Edited by T de Azevedo Cardoso; submitted 15.11.23; peer-reviewed by F Liu, B Oronti; comments to author 26.01.24; revised version received 02.02.24; accepted 29.04.24; published 27.06.24.

Copyright

©Adi Lahat, Kassem Sharif, Narmin Zoabi, Yonatan Shneor Patt, Yousra Sharif, Lior Fisher, Uria Shani, Mohamad Arow, Roni Levin, Eyal Klang. Originally published in the Journal of Medical Internet Research (https://www.jmir.org), 27.06.2024.
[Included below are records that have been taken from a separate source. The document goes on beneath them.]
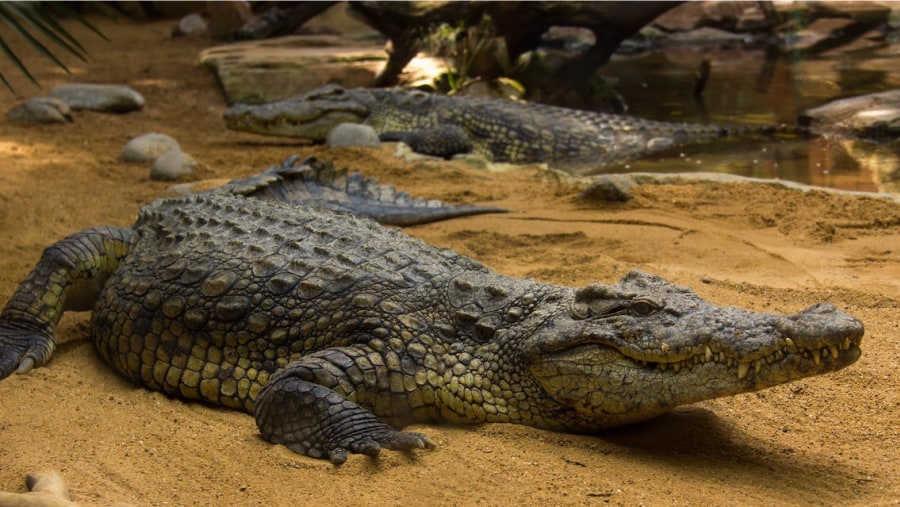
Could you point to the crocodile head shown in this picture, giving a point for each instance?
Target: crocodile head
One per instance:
(309, 116)
(620, 353)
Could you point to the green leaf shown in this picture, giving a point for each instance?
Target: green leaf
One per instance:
(18, 63)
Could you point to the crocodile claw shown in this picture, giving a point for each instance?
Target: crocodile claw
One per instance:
(372, 446)
(21, 351)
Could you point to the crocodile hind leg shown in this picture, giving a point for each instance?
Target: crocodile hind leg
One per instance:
(68, 276)
(307, 407)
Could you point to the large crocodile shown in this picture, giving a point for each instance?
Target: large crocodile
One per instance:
(333, 330)
(501, 130)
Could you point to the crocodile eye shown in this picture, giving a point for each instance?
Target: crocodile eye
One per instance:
(580, 311)
(643, 307)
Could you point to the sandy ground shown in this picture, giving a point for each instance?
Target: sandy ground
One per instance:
(829, 440)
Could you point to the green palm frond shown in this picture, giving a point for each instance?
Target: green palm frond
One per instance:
(27, 19)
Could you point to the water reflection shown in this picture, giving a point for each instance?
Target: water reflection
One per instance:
(751, 86)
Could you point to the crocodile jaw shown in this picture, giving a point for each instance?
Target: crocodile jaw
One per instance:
(604, 371)
(604, 388)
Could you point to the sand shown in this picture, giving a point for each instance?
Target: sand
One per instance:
(829, 440)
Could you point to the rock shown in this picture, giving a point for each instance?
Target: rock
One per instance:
(193, 187)
(352, 134)
(103, 98)
(191, 25)
(38, 110)
(705, 35)
(148, 147)
(254, 72)
(609, 188)
(876, 115)
(172, 165)
(225, 18)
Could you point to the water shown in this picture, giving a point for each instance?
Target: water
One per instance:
(749, 86)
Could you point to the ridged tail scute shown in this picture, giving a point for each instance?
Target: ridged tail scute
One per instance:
(69, 276)
(310, 182)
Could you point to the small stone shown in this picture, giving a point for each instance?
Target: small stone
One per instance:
(352, 134)
(102, 98)
(38, 110)
(172, 165)
(609, 188)
(148, 147)
(191, 25)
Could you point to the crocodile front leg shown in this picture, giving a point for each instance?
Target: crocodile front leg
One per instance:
(307, 407)
(69, 276)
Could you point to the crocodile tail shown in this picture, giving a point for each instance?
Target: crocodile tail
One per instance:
(314, 183)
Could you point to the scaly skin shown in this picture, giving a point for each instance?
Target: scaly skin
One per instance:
(501, 130)
(330, 329)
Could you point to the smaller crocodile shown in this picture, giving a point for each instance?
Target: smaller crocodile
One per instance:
(501, 130)
(314, 183)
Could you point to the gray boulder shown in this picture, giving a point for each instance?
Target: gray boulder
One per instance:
(40, 110)
(148, 147)
(102, 98)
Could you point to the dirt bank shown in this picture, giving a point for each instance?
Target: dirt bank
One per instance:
(829, 440)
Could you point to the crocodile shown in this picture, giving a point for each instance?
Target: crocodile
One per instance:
(311, 182)
(335, 332)
(498, 129)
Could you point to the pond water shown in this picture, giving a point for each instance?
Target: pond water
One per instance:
(753, 86)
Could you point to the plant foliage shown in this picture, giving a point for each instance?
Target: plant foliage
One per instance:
(30, 19)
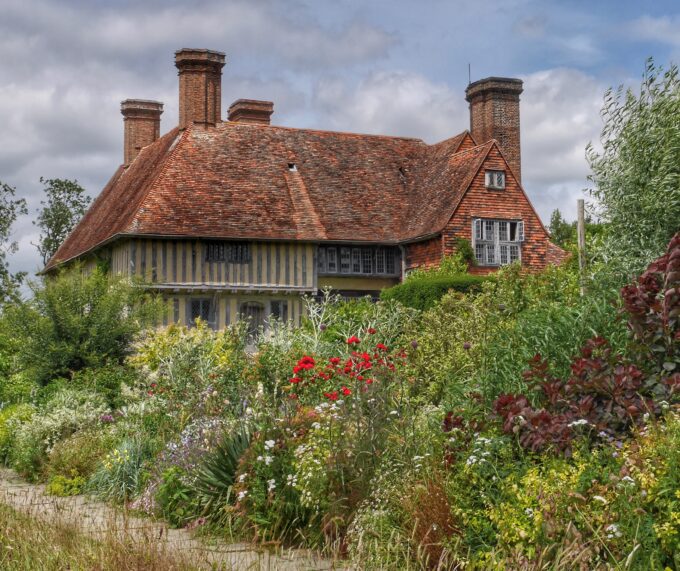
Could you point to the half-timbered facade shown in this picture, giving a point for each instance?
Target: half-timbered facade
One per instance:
(243, 218)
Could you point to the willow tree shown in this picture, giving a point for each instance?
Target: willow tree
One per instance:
(636, 175)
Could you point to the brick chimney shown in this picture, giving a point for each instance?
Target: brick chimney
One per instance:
(142, 125)
(200, 86)
(494, 114)
(251, 111)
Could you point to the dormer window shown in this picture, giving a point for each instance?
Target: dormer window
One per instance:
(495, 180)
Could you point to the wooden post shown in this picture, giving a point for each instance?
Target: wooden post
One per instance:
(581, 237)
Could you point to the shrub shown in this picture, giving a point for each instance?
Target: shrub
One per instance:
(175, 500)
(195, 371)
(11, 417)
(76, 321)
(120, 474)
(425, 291)
(80, 454)
(607, 393)
(65, 413)
(63, 486)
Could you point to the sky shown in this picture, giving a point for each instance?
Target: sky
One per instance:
(392, 67)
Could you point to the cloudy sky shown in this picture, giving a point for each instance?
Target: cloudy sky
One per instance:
(396, 67)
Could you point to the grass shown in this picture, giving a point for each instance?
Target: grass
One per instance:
(31, 544)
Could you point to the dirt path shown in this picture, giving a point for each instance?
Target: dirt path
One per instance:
(94, 518)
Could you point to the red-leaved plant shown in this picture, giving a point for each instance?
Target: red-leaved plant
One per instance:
(606, 393)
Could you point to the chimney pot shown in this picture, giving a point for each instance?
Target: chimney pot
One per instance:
(494, 114)
(200, 86)
(142, 125)
(251, 111)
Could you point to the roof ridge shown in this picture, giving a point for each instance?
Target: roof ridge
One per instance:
(324, 131)
(179, 138)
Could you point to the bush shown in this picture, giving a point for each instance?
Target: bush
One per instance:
(120, 475)
(11, 417)
(425, 291)
(62, 486)
(80, 454)
(76, 321)
(64, 414)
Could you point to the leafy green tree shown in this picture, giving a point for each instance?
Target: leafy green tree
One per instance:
(636, 176)
(10, 209)
(64, 206)
(77, 321)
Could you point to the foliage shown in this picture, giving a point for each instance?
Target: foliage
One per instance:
(10, 210)
(64, 206)
(63, 486)
(425, 291)
(175, 499)
(78, 320)
(216, 474)
(192, 372)
(607, 393)
(636, 177)
(79, 455)
(11, 417)
(120, 474)
(61, 416)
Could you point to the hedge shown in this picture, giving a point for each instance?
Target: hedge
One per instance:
(423, 292)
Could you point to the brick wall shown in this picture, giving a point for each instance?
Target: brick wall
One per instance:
(142, 125)
(424, 254)
(510, 203)
(494, 114)
(200, 86)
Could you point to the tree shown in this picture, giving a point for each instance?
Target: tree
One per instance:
(10, 209)
(77, 320)
(636, 176)
(65, 205)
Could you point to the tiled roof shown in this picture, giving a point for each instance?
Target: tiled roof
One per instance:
(246, 181)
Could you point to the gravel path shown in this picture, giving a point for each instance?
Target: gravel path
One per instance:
(93, 518)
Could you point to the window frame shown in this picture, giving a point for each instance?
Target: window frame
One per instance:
(491, 180)
(489, 249)
(229, 252)
(373, 261)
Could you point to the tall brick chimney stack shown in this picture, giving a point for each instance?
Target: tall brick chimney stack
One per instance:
(494, 114)
(251, 111)
(200, 86)
(142, 125)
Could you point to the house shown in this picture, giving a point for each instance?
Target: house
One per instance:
(242, 217)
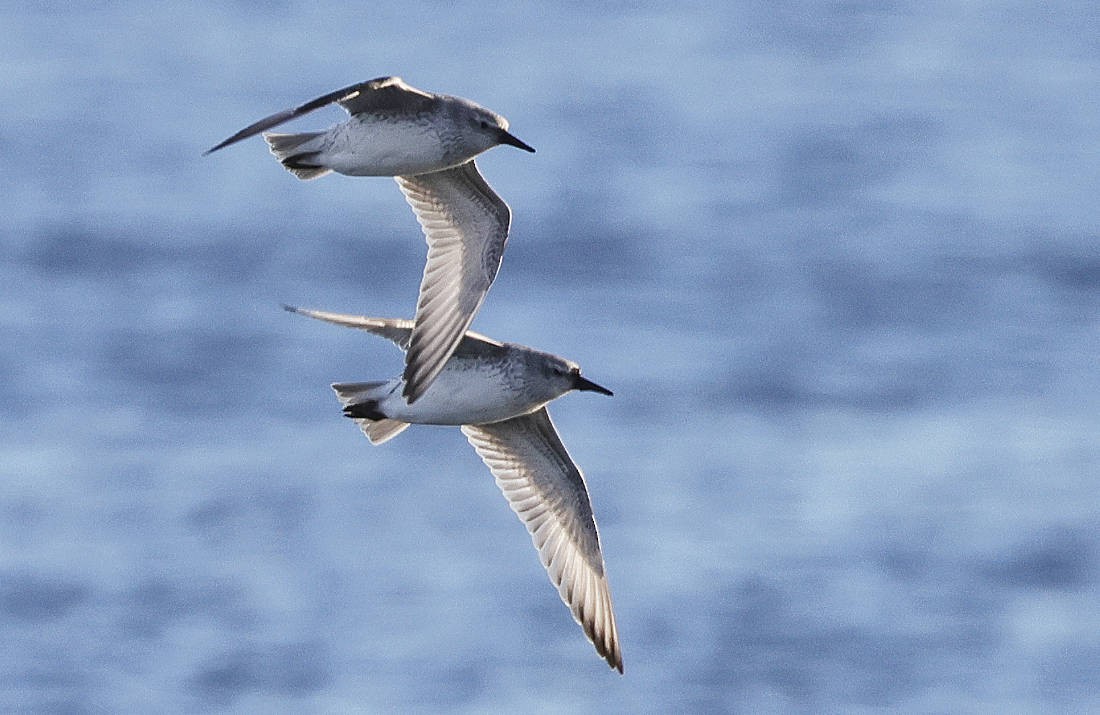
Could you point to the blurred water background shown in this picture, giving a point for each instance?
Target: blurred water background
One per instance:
(837, 260)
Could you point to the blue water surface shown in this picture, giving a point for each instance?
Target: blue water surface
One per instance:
(837, 260)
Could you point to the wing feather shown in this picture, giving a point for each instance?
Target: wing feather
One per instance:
(527, 458)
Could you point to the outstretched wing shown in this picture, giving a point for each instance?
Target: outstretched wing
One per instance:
(393, 329)
(547, 491)
(466, 227)
(396, 330)
(381, 95)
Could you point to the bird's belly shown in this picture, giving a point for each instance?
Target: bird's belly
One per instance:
(386, 149)
(448, 403)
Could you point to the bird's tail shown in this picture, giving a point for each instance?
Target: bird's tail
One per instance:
(361, 404)
(298, 153)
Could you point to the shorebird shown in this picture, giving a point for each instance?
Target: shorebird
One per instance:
(428, 143)
(498, 394)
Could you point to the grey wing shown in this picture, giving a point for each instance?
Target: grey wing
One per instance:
(466, 227)
(387, 96)
(393, 329)
(396, 330)
(547, 491)
(347, 97)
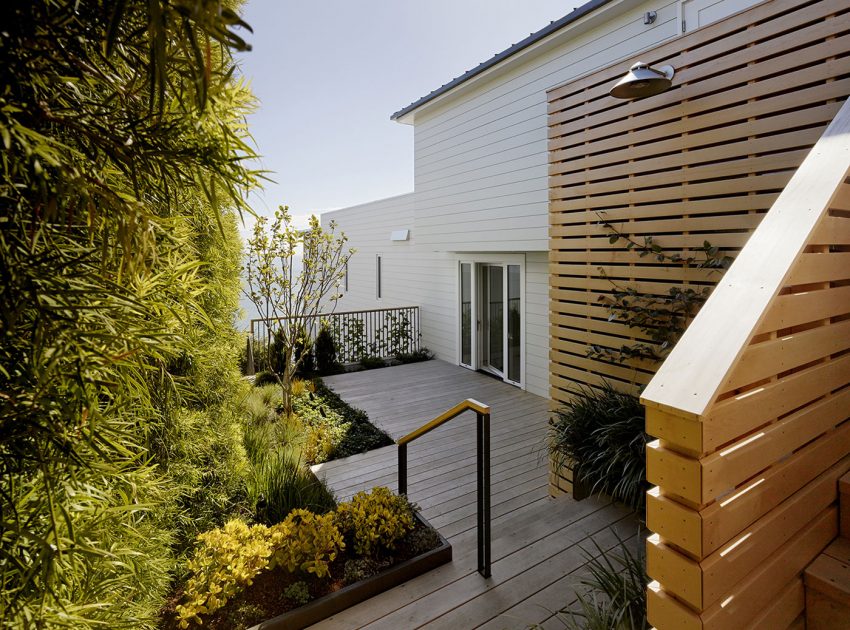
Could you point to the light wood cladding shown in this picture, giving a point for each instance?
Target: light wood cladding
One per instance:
(749, 150)
(701, 162)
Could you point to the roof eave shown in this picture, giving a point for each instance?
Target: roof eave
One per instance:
(405, 115)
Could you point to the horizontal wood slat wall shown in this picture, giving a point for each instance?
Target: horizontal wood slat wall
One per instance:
(752, 408)
(752, 482)
(701, 162)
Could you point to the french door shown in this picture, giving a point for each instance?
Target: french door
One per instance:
(491, 319)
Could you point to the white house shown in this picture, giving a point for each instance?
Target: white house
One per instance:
(470, 244)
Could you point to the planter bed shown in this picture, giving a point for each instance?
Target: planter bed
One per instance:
(348, 596)
(257, 606)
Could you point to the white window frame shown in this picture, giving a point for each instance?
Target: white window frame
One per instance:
(476, 260)
(379, 285)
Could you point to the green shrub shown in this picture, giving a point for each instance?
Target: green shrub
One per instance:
(280, 484)
(208, 465)
(306, 542)
(226, 560)
(601, 431)
(325, 351)
(615, 593)
(375, 522)
(262, 379)
(360, 435)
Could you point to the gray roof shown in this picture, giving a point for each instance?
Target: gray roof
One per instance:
(580, 12)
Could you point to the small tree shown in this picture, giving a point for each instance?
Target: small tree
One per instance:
(290, 293)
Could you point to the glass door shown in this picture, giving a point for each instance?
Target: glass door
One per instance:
(493, 302)
(490, 317)
(466, 316)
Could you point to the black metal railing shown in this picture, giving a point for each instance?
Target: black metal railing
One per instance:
(382, 333)
(482, 443)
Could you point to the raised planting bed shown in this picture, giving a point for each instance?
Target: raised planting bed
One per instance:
(278, 598)
(348, 596)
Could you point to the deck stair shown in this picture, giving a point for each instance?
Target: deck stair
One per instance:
(827, 579)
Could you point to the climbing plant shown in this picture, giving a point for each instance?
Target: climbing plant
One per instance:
(661, 317)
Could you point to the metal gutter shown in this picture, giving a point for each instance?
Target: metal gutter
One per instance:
(576, 14)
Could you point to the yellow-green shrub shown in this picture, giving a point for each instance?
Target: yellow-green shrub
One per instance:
(230, 557)
(306, 541)
(226, 561)
(375, 521)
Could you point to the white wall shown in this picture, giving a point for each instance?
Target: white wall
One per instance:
(415, 275)
(481, 159)
(481, 183)
(412, 275)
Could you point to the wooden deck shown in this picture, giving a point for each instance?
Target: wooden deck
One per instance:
(539, 543)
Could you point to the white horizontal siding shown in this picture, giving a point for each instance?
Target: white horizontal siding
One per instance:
(481, 185)
(487, 147)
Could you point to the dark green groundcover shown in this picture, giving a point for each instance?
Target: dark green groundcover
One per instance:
(362, 436)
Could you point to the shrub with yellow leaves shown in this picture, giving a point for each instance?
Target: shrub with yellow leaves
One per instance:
(227, 559)
(230, 557)
(376, 521)
(307, 542)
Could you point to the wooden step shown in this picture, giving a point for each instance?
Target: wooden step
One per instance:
(844, 505)
(827, 582)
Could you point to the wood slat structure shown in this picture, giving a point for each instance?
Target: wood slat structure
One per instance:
(701, 162)
(752, 412)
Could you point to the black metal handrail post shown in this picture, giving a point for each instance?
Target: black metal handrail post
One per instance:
(483, 473)
(482, 452)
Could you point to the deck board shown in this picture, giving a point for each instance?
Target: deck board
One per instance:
(540, 544)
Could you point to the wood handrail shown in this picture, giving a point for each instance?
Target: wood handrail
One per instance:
(482, 473)
(467, 405)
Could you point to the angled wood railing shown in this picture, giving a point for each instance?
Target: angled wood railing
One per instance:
(482, 443)
(751, 410)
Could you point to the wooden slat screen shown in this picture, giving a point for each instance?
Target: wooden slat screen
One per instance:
(702, 162)
(746, 493)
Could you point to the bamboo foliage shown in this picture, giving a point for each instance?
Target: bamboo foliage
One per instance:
(122, 132)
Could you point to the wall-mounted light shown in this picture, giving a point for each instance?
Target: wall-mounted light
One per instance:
(642, 81)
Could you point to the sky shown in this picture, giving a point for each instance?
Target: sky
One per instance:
(328, 75)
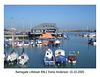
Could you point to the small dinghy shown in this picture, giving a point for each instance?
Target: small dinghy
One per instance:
(72, 57)
(23, 58)
(12, 56)
(60, 56)
(49, 58)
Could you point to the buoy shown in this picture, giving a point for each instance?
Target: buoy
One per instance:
(77, 52)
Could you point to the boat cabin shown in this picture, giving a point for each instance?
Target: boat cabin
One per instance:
(59, 52)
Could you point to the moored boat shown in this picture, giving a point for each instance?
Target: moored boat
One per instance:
(32, 43)
(60, 56)
(20, 43)
(57, 42)
(49, 58)
(72, 57)
(38, 42)
(12, 56)
(46, 36)
(26, 43)
(23, 58)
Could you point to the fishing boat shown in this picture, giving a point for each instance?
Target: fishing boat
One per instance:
(12, 56)
(86, 35)
(26, 43)
(60, 56)
(5, 56)
(51, 42)
(91, 35)
(23, 58)
(49, 58)
(46, 36)
(57, 42)
(65, 36)
(20, 43)
(72, 57)
(6, 43)
(92, 41)
(38, 42)
(32, 43)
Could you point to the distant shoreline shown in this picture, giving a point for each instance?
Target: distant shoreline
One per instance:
(77, 30)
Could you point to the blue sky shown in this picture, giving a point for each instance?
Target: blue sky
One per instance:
(70, 17)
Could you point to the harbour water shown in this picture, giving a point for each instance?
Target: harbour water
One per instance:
(85, 59)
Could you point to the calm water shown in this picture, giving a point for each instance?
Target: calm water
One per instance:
(85, 59)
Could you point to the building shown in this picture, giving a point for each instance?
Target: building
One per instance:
(45, 27)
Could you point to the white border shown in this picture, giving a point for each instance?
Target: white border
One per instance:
(11, 72)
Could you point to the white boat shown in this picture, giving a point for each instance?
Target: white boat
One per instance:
(92, 41)
(26, 43)
(57, 42)
(49, 58)
(91, 35)
(85, 35)
(32, 43)
(38, 42)
(60, 56)
(20, 43)
(72, 57)
(12, 56)
(23, 58)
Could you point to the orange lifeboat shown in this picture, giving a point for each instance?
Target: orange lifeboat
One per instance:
(46, 36)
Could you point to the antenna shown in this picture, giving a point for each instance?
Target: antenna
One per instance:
(12, 27)
(23, 29)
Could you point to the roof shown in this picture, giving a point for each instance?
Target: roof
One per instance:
(44, 26)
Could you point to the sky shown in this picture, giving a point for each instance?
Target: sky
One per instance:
(66, 17)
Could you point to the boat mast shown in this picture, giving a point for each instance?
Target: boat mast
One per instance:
(12, 27)
(23, 30)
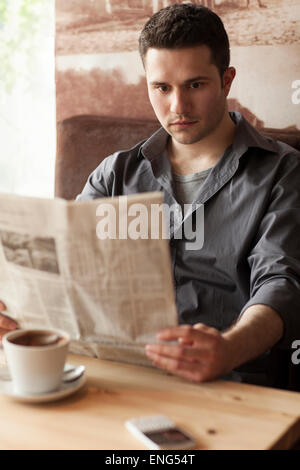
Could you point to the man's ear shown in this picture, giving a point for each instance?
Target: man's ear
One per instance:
(228, 77)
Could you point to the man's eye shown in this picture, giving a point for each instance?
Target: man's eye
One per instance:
(196, 85)
(163, 88)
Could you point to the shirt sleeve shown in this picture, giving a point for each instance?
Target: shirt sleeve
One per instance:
(97, 184)
(275, 257)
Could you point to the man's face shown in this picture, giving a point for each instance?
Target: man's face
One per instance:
(186, 91)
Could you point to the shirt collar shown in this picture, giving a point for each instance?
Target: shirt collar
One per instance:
(246, 136)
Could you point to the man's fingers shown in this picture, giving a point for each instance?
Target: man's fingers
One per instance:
(187, 334)
(7, 323)
(181, 368)
(179, 352)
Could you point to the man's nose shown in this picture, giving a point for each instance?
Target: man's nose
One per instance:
(179, 103)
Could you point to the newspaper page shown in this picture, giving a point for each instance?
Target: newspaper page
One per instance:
(99, 270)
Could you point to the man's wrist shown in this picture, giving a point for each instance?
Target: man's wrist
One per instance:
(258, 330)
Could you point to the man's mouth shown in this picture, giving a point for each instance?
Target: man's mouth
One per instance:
(183, 124)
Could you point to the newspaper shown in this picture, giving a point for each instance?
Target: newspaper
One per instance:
(112, 295)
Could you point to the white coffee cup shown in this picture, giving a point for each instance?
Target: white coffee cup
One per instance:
(35, 363)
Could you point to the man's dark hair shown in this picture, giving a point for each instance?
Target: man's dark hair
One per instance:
(186, 25)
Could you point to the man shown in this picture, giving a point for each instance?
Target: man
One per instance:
(238, 296)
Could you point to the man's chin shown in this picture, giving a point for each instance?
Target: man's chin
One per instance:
(187, 139)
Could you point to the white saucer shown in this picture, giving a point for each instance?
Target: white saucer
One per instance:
(65, 389)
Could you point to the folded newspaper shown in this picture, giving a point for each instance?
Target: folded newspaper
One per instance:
(91, 268)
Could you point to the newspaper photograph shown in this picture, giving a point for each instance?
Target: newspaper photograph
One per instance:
(91, 268)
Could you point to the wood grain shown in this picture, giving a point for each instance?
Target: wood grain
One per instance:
(221, 415)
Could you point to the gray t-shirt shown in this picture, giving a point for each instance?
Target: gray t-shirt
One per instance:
(186, 187)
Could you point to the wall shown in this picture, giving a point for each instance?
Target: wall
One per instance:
(98, 70)
(27, 97)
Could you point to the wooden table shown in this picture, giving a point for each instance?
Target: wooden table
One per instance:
(220, 414)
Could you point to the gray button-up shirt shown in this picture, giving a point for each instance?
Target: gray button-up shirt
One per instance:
(251, 250)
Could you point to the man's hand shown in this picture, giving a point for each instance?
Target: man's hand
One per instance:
(6, 324)
(200, 354)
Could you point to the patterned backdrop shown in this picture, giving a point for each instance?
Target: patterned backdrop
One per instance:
(99, 72)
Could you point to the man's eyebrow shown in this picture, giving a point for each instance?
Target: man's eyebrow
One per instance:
(189, 80)
(195, 79)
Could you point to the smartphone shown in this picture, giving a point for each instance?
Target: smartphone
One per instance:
(159, 432)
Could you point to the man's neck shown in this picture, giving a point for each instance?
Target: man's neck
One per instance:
(204, 154)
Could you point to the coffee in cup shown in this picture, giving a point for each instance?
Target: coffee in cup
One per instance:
(36, 359)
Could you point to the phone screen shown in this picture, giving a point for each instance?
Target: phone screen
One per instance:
(167, 436)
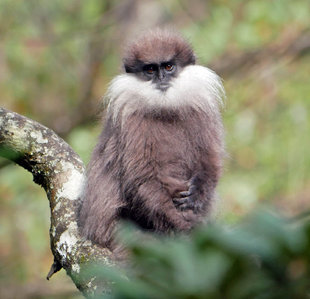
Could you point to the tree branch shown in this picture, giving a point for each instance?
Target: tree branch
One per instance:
(60, 171)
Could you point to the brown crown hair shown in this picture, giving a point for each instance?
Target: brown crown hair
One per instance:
(157, 46)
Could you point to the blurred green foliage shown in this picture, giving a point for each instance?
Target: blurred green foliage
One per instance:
(57, 57)
(263, 257)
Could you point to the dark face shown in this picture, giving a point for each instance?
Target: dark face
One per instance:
(160, 74)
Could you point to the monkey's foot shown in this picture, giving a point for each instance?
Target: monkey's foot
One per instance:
(187, 200)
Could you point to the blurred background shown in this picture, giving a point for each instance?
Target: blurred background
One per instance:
(57, 58)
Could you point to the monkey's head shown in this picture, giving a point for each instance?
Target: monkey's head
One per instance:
(158, 56)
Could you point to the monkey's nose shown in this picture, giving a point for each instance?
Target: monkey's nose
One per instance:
(163, 86)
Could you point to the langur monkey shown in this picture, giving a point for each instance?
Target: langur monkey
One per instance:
(159, 156)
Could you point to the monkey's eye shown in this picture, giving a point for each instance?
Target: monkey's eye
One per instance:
(149, 69)
(169, 67)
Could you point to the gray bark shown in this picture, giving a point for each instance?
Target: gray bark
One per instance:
(60, 171)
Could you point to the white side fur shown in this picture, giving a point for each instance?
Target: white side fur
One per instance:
(196, 86)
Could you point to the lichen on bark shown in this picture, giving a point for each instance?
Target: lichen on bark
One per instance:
(60, 171)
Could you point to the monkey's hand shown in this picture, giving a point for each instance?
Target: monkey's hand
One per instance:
(188, 200)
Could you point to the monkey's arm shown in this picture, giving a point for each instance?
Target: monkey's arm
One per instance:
(101, 200)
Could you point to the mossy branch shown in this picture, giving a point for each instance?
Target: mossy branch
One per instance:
(61, 172)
This is an open-access article distributed under the terms of the Creative Commons Attribution License (https://creativecommons.org/licenses/by/4.0/), which permits unrestricted use, distribution, and reproduction in any medium, provided the original work, first published in the Journal of Medical Internet Research (ISSN 1438-8871), is properly cited. The complete bibliographic information, a link to the original publication on https://www.jmir.org/, as well as this copyright and license information must be included.


Assessing Generative Pretrained Transformers (GPT) in Clinical Decision-Making: Comparative Analysis of GPT-3.5 and GPT-4 (2024)
Top Articles
Latest Posts
Article information

Author: Allyn Kozey

Last Updated:

Views: 6373

Rating: 4.2 / 5 (43 voted)

Reviews: 90% of readers found this page helpful

Author information

Name: Allyn Kozey

Birthday: 1993-12-21

Address: Suite 454 40343 Larson Union, Port Melia, TX 16164

Phone: +2456904400762

Job: Investor Administrator

Hobby: Sketching, Puzzles, Pet, Mountaineering, Skydiving, Dowsing, Sports

Introduction: My name is Allyn Kozey, I am a outstanding, colorful, adventurous, encouraging, zealous, tender, helpful person who loves writing and wants to share my knowledge and understanding with you.